Berliner House DJ & Musikproduzent

DJ Divinity steht seit mehr als drei Jahrzehnten für House Music aus Berlin. Als DJ und Musikproduzent verbindet er die musikalischen Wurzeln klassischer House Music mit Gospel, Funk und P-Funk. Seit den frühen 1990er Jahren ist er fester Bestandteil der Berliner Clubszene und hat seitdem in zahlreichen Clubs, auf Festivals und Events in Deutschland und Europa gespielt.

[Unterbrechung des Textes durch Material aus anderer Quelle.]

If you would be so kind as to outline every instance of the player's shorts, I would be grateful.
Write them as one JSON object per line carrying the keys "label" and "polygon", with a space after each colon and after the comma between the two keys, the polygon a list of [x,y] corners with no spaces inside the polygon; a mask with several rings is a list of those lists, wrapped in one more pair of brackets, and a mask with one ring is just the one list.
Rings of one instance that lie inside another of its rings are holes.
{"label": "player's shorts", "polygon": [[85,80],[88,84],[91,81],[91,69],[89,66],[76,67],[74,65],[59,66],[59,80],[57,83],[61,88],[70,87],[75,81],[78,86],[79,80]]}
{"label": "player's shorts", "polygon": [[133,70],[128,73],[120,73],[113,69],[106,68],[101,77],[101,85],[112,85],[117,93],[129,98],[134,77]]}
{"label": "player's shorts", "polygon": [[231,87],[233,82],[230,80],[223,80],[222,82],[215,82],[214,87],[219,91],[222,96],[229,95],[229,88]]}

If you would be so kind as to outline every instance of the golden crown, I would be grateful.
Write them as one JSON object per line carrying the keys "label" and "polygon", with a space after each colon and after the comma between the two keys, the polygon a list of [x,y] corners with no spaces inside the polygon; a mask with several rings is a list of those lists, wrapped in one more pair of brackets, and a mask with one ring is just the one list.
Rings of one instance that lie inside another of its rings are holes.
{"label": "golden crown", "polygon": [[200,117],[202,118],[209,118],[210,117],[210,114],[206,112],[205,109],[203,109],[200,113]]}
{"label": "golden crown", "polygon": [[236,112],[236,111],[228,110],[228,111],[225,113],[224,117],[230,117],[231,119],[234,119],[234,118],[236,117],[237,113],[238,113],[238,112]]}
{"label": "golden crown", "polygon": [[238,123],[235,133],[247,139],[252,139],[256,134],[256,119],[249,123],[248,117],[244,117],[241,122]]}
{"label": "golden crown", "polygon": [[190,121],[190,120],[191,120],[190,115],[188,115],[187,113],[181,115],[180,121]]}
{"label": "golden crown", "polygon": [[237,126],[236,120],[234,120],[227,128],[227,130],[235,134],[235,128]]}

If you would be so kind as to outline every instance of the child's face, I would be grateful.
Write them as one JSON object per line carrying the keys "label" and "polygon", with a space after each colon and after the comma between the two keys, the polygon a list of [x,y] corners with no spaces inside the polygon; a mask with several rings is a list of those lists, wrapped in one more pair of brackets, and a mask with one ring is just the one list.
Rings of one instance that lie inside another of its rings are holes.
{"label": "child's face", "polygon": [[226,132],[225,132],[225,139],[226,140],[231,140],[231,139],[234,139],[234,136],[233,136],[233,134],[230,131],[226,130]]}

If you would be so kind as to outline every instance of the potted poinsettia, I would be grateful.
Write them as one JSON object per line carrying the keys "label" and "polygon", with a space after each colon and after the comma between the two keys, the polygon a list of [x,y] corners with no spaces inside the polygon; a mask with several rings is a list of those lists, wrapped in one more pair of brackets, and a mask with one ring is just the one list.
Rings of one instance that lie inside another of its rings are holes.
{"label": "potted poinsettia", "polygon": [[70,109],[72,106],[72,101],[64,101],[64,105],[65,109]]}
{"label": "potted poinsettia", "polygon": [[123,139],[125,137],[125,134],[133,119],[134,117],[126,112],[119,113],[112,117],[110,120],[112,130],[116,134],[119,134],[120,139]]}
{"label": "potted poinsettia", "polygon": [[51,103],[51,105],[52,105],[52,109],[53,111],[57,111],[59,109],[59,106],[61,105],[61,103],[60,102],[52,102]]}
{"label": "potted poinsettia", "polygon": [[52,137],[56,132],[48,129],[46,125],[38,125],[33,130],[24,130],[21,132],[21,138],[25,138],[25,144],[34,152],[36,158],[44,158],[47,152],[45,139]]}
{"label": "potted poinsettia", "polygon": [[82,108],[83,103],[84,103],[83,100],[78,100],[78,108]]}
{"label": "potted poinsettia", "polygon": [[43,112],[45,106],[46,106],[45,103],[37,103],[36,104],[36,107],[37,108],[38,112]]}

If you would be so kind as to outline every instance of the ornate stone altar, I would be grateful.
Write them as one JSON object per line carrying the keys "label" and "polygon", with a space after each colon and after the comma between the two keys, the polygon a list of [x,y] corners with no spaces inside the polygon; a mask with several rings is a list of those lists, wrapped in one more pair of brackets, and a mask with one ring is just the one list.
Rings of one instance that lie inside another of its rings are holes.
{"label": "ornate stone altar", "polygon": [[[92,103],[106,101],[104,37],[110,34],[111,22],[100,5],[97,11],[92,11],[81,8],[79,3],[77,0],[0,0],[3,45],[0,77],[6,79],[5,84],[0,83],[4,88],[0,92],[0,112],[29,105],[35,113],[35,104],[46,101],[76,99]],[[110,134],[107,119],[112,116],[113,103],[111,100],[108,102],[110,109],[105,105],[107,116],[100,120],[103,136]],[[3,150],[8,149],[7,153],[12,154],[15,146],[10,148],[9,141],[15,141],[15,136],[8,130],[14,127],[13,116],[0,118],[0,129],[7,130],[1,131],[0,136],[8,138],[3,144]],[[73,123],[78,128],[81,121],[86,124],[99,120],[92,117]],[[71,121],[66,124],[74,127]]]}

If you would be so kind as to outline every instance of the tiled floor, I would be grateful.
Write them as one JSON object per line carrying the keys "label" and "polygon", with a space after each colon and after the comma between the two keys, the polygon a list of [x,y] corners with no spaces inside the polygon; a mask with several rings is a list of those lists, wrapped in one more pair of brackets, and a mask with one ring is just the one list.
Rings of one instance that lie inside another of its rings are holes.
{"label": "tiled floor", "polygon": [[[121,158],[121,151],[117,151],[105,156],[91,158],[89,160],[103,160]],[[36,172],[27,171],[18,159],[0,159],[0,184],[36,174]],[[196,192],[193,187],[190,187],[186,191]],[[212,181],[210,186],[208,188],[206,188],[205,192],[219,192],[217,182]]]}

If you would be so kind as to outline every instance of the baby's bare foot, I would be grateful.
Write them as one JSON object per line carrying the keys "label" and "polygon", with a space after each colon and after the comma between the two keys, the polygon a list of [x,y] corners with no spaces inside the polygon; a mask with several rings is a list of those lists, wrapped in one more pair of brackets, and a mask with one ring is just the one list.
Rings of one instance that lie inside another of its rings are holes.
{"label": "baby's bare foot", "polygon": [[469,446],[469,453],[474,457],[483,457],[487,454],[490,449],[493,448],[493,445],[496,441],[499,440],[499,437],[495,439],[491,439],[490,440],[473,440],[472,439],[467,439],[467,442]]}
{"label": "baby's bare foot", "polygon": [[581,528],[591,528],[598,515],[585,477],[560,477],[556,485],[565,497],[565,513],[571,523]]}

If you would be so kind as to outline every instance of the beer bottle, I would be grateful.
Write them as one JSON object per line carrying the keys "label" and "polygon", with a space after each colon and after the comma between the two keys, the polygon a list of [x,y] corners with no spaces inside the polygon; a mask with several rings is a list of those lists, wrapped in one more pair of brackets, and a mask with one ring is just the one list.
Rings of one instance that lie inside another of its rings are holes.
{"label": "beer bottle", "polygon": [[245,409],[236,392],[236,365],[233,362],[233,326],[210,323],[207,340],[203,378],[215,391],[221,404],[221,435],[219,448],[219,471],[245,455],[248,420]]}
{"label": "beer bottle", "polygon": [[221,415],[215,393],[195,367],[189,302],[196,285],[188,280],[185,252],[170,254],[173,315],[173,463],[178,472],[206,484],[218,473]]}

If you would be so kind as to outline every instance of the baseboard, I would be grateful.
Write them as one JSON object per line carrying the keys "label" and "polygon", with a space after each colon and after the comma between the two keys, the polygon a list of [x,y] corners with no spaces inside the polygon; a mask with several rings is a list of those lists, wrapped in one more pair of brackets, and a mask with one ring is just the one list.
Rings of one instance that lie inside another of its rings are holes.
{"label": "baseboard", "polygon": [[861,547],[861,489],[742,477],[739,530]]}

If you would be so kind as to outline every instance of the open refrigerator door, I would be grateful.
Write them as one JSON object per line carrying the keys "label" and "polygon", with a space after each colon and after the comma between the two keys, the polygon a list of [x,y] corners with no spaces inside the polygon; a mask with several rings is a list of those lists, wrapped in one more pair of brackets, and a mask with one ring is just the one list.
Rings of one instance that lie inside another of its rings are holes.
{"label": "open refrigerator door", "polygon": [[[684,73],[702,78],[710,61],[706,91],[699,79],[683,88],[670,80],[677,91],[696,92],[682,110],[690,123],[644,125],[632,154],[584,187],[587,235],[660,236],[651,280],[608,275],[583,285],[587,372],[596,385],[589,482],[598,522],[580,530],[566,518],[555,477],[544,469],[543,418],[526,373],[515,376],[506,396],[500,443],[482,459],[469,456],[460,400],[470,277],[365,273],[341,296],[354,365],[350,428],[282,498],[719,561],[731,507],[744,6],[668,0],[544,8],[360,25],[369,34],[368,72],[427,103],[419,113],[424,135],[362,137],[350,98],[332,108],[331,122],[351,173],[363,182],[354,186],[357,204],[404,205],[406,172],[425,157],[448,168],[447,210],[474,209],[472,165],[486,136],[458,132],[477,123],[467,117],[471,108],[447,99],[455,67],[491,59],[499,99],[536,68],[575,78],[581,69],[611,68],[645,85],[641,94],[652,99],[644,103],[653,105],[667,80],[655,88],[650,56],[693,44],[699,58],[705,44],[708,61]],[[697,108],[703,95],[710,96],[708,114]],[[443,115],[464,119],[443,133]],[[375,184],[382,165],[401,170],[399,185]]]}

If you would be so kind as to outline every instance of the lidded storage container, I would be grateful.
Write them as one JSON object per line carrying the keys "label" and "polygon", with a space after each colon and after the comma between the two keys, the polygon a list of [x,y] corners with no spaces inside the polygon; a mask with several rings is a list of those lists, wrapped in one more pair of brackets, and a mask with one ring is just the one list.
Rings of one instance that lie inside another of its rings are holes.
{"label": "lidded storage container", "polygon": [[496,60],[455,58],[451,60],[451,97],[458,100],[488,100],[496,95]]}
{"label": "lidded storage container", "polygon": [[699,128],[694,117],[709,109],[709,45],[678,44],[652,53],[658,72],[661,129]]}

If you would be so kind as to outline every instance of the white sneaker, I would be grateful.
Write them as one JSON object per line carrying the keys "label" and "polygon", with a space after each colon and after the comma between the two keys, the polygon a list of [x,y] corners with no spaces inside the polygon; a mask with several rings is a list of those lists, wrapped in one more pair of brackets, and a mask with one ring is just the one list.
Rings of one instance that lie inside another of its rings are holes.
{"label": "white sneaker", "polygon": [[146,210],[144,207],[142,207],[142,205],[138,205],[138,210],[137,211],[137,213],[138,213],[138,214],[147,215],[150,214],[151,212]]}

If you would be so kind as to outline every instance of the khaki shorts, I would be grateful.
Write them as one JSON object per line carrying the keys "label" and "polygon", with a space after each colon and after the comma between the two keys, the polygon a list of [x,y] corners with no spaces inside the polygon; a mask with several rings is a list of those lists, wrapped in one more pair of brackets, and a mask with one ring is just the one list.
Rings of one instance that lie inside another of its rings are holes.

Die Geschichte von DJ Divinity beginnt im Berlin der frühen 1990er Jahre. In einer Zeit, in der nach dem Fall der Mauer eine neue Clubkultur entstand, stand er bereits hinter den Plattentellern. Zu seinen ersten Stationen gehörten die XL-Bar im Prenzlauer Berg und das 90° in Berlin-Schöneberg. Es folgten regelmäßige Auftritte und Residencies, zunächst in Berlin und später auch über die Stadtgrenzen hinaus. House blieb dabei stets der musikalische Mittelpunkt. Einflüsse aus Gospel, Funk und P-Funk prägen seinen Sound bis heute. Aus den ersten Berliner Clubnächten entwickelte sich eine über drei Jahrzehnte währende Laufbahn als House-DJ und Musikproduzent.

Zu den Berliner Stationen von DJ Divinity zählen unter anderem E-Werk, Café Moskau, Sage Club, Weekend, Asphalt Club, GMF, WMF und SO36. International spielte er unter anderem im Space auf Ibiza, La Terrazza in Barcelona, Tenax in Florenz und Volksgarten in Wien. Weitere Auftritte führten ihn nach Brüssel, Nizza, Mailand, Tel Aviv und Russland. Auch Festivals und besondere Veranstaltungen gehören zu seiner Geschichte, darunter Nature One, SonneMondSterne, die Bambi-Verleihung sowie eine After-Concert-Party von Prince.

Neben dem DJing arbeitet DJ Divinity als Musikproduzent und Remixer. Zu seinen eigenen Veröffentlichungen gehören unter anderem „Free Your Mind“, „Wonderland / Confuse Me“, „Pride 25“ und „And I L.O.V.E. U“. Als Remixer und Produzent arbeitete er unter anderem für Rosenstolz, MIA., Ich + Ich, Jennifer Rostock, Klee, 2Raumwohnung, Juli und Andreas Bourani. Gemeinsam mit Nina Queer entstanden mehrere weitere Produktionen. Seine Musik und DJ-Mixe finden sich außerdem auf Compilations wie „Sound Of Sage“, „Pride 25“, „10 Jahre GMF“ und „Club Sounds Vol. 46“.